CachePolicy.backend parsed and persisted but was never read by the proxy — every policy was served by the single global cache the boot config selected. An operator picking backend: redis on a policy silently got node-local memory caching, which lies about the sharing semantics across DP replicas.

This PR makes the matched policy's backend select the cache instance per request:

  • boot builds BOTH instances: the in-process MemoryCache (always) and a RedisCache iff cfg.cache.redis is configured
  • at the cache-policy gate, backend: memory → memory instance; backend: redis → redis instance if available, otherwise caching is INACTIVE for that request: cache_status = disabled, no x-aisix-cache header, one warning per policy in the log. No silent memory fallback.
  • the legacy cfg.cache.backend knob keeps parsing; its only remaining effect is fail-fast boot validation (backend: redis without a cache.redis block still errors at startup)
  • multiple-policy matching semantics unchanged — only the backend lookup changed

Before / after

Scenario Before After
policy backend: memory memory cache memory cache (unchanged)
policy backend: redis, cache.redis configured memory cache (policy field ignored) redis cache, shared across DP replicas
policy backend: redis, no cache.redis memory cache (silent, node-local) caching disabled for matching requests: every call pays the upstream, cache_status = disabled, warn-once-per-policy log
cache.backend: redis without cache.redis boot error boot error (unchanged)

Tests

  • unit (crates/aisix-proxy/src/lib.rs):
    • redis_backend_policy_without_redis_disables_caching — both identical calls pay the upstream (wiremock .expect(2)), no x-aisix-cache header, telemetry cache_status = "disabled"
    • redis_backend_policy_dispatches_to_redis_instance — with a redis instance present, the entry is written to it and ONLY it (pinned by fingerprint; the memory instance stays empty, so a wrong-instance dispatch can't hide behind a generic "hit")
    • existing memory-policy cache tests unchanged and passing
  • e2e (tests/e2e/src/cases/cache-policy-backend-e2e.test.ts):
    • memory-only DP + backend: redis policy → two identical chats BOTH reach the upstream, header absent. Fails against an origin/main binary (the first call already gets x-aisix-cache: miss from the silent memory fallback, the repeat is served as hit), passes with this branch. A canary policy created after the redis policy guards against vacuous passes during config propagation.
    • real-redis positive path (CI already provisions redis:7-alpine): two DP instances share one redis — miss on DP A, hit on DP B without re-hitting the upstream, proving the entry lives in redis rather than node memory. Skips honestly when no redis is reachable.
  • docs synced (configuration/caching.md backend boundary, configuration/bootstrap-config.md cache section, operations/production-deployment.md, response-caching tutorial, roadmap status) and schemas/resources/cache_policy.schema.json regenerated via dump-schema

Endpoint-family sweep: the cache-policy gate exists only on /v1/chat/completions (chat.rs::dispatch); messages/responses/embeddings/rerank/audio/images have no cache gate today, so there are no sibling sites sharing this bug.

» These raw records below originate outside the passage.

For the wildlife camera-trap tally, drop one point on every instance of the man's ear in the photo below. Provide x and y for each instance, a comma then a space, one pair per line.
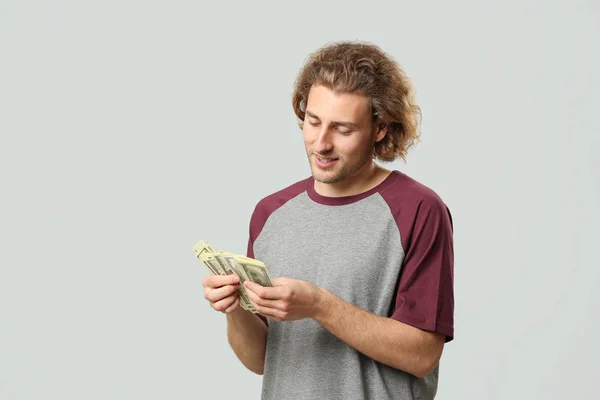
381, 132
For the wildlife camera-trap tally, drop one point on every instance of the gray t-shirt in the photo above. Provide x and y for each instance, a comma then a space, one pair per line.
388, 251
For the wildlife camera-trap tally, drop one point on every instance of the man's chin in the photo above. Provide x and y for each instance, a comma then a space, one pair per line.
322, 176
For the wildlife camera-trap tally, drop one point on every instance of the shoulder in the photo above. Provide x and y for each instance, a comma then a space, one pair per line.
410, 201
406, 192
269, 204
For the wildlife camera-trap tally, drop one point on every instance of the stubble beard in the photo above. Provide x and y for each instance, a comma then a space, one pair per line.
336, 174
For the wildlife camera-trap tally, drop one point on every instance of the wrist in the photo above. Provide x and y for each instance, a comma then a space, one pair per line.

LiteLLM has no per-policy baseline to compare against — its cache backend is one global Cache(type=...) selection — so no parity divergence arises; the per-policy instance selection aligns with the pgvector semantic-cache roadmap (#86). CP/dashboard already exposes the backend field, so no CP change is needed.

Part of api7/AISIX-Cloud#519 (finding B.8).

Summary by CodeRabbit

  • New Features

    • Cache backend selection is now determined per-policy, enabling flexible memory vs. Redis caching strategies for different request types.
  • Bug Fixes

    • Requests matching a Redis-backed policy without configured Redis now explicitly disable caching instead of silently falling back to memory.
  • Documentation

    • Enhanced configuration and troubleshooting documentation clarifying cache backend availability and runtime behavior.
  • Tests

    • Added integration and E2E tests validating per-policy cache backend dispatch and Redis backend sharing across instances.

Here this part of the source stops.